I tend to think of this as an anagram for “Out, Open, Obvious and Honest.” (It should probably be “The Philosophy of O-O-OH” then.) I’m out. Everyone who knows me, friends, family, coworkers, my bartender and barista, all know that I’m trans. I’m open. Like I said above, I’m willing to answer just about any question about being trans or my transition. I’m obvious. I never try to disguise my trans status. Frankly, it’s not like I could with that face. And I’m honest, not only about myself but the way people relate to me and the way I’m treated by society. It makes people uncomfortable sometimes but I believe it’s necessary for our society to move forward.
Why do I do this? Because I can and so many others can’t. There are trans people in this country and around the world who have to conceal themselves. They live double lives because they will face discrimination and possibly be attacked for being trans. They have to cover up when their chests develop or shave uncomfortably close and wear makeup when their beards start to come in. If they wear the clothes that our culture says a person of their gender identity should wear, it’s as good as painting a target on their backs. They have to deny allegations that they are who they are because being who they are will get them beaten in certain company.
They never do this because they want to be deceitful. They’re never trying to pull the wool over your eyes so that they can benefit from you, trick you. They do it because of fear, the fear of cis people.
In the United States, trans people are twice as likely to be unemployed because there are few laws protecting them from being fired for no other reason than being trans. Trans people of color are four times as likely to be unemployed than cisgender people. In 2014, LGBTQ people became the group most likely to be the victims of a hate crime, more likely than Jews, Muslims or black people. Seventy-two percent of anti-LGBT violence is directed at trans women. Seventy-eight percent of trans kids report being bullied in school. Fifteen percent of them report the bullying comes from teachers. Forty percent of the homeless population are members of the LGBTQ community. They are there because their families bully them to the point that they feel they have to leave or their families outrightly throw them out of their homes if they find out that they are queer.
I haven’t had to deal with any of that. I’m out to my family and while they may not be totally happy about it, they are trying to accept me. I work in an accepting environment and the university has gone out of its way to make my transition easy from the employment and insurance side of things. My friends accept me. In fact, I’ve had many offers to go bra shopping or to do my makeup. (I think they’re trying to tell me something.)
In short, I am in a privileged position in the trans community. I can live my day to day life with less danger than many others. Don’t get me wrong, I still worry about being randomly attacked on the street or in a bar. That’s why I don’t go out that much.

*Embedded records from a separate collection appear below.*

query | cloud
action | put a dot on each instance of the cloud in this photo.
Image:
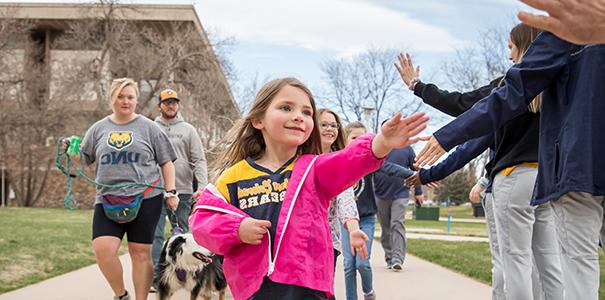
(343, 26)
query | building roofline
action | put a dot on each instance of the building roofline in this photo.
(139, 12)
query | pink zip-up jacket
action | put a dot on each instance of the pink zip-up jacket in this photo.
(303, 242)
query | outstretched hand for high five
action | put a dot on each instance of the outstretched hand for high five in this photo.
(431, 152)
(358, 239)
(251, 231)
(406, 69)
(398, 132)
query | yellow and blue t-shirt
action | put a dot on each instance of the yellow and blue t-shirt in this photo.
(256, 190)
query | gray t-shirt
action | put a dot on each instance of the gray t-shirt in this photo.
(125, 153)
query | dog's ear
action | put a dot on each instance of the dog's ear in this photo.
(176, 247)
(163, 254)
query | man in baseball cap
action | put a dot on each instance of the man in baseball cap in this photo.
(167, 94)
(190, 163)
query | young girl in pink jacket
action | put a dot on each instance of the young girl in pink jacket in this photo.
(267, 213)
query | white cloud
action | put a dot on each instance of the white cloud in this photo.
(343, 26)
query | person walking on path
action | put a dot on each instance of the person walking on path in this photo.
(268, 212)
(392, 198)
(191, 161)
(128, 148)
(571, 139)
(366, 205)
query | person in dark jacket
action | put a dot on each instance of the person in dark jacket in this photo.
(366, 206)
(513, 169)
(392, 198)
(571, 140)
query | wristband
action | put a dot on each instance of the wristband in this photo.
(171, 193)
(413, 83)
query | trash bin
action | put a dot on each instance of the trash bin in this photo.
(426, 213)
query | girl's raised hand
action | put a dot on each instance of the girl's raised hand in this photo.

Compared to others, though, I’m living the high life.
I think it’s the responsibility of those who can live an open and obvious life to do so, to follow the Philosophy of Oooh. The lives of trans people aren’t going to get better until we start normalizing what it is to be trans. I live openly and obviously because I’m rather boring. I want people to see that I’m rather boring, rather normal. Maybe if a few people get used to me and others living openly, then the lives of those who can’t be open will get a bit better.